Lawmakers push to yank DMS Secretary’s salary, saying ‘fiscal house is completely out of order’

Fed up with non-answers, the head of a House budget oversight committee has recommended suspending the salary of Pedro Allende, the secretary of the Department of Management Services.
Allende’s $210,842 pay would be pending satisfactory resolution of the agency’s outstanding problems, according to Vicki Lopez, a Republican from Miami Dade who chairs the House State Administration Budget Subcommittee.
On Thursday, she also recommended the firing and pay elimination of four controversial state Data Service employees Allende had hired. In addition, five more remote state employees have been found, Lopez said, two of them graphic designers.
The actions marked what Lopez described as the “grand finale” concerning recommendations on several agencies examined by the subcommittee, but particularly with respect to Allende who had been summoned with mixed success before the lawmakers multiple times.
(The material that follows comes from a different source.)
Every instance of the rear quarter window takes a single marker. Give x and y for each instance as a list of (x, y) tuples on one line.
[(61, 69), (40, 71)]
“There is definitely growing concern that the department’s fiscal house is completely out of order,” said Lopez. “For all of these reasons and more, I will include proviso [language in the 2026 state budget] that places the Secretary’s salary rate and salary budget in reserve. Not a dime of it will be replaced or released until he can answer these basic questions or perform the statutorily required objectives. These are not overly complex issues.”
Several hours after the meeting concluded, the agency suddenly began responding on X, posting an excerpt video from the proceedings, and “setting the record straight,” replies it claimed answered the long sought-after information. “Contrary to what was said today, the Department has worked diligently to address all concerns raised by the committee from the very beginning of Session,” @FloridaDMS insisted.
The problems Allende has been dodging began in January, soon after a scathing state audit unchallenged by Allende, was released, finding that the agency, which oversees a myriad of state operations, was unable to accurately account for millions of dollars worth of vehicles in the state’s fleet.
As the Florida Trident first reported, the audit was followed by the discovery that Allende had hired four state employees as part of DMS’ Data Team, all of them based out of state with little oversight, and was paying their commuting expenses to Tallahassee costing taxpayers tens of thousands of dollars, in addition to their six-figure salaries. Allende claimed that the hires were necessary in large part to complete a statutorily-required inventory and data catalogue, a project that remains years overdue. He has not answered questions posed by the Trident regarding prior relationships with the elite group.
The list of issues Allende has failed to explain or remedy following the subcommittee’s inquest includes a legally-required contract DMS failed to extend with People First, which handles the state payroll and benefits for state employees; the lack of a plan to address its $60 million expenditure to fix leaking garages in the Capitol Complex which continue to leak; millions of dollars more in revenue collected than needed to pay state telecommunication service costs; a long-ignored and growing $237 million deficit facing the state employees’ health insurance trust fund; and DMS’ abrupt severance of a lease with lawmakers of the 21st floor in the Capitol.
Lopez’ subcommittee was one of several tasked by the House Speaker with examining state agency spending, and how effectively those dollars were being utilized.
“We have a crisis of leadership at DMS that has resulted in a crisis of management,” said Lopez, later adding that she hoped that the governor was paying attention: “I liken DMS to the house that’s on fire. And you can see the fire in every single window of that house.”
The subcommittee’s budget recommendations will now become part of the overall House budget package. In the weeks ahead, both the House and Senate will craft the final budget for 2025-2026.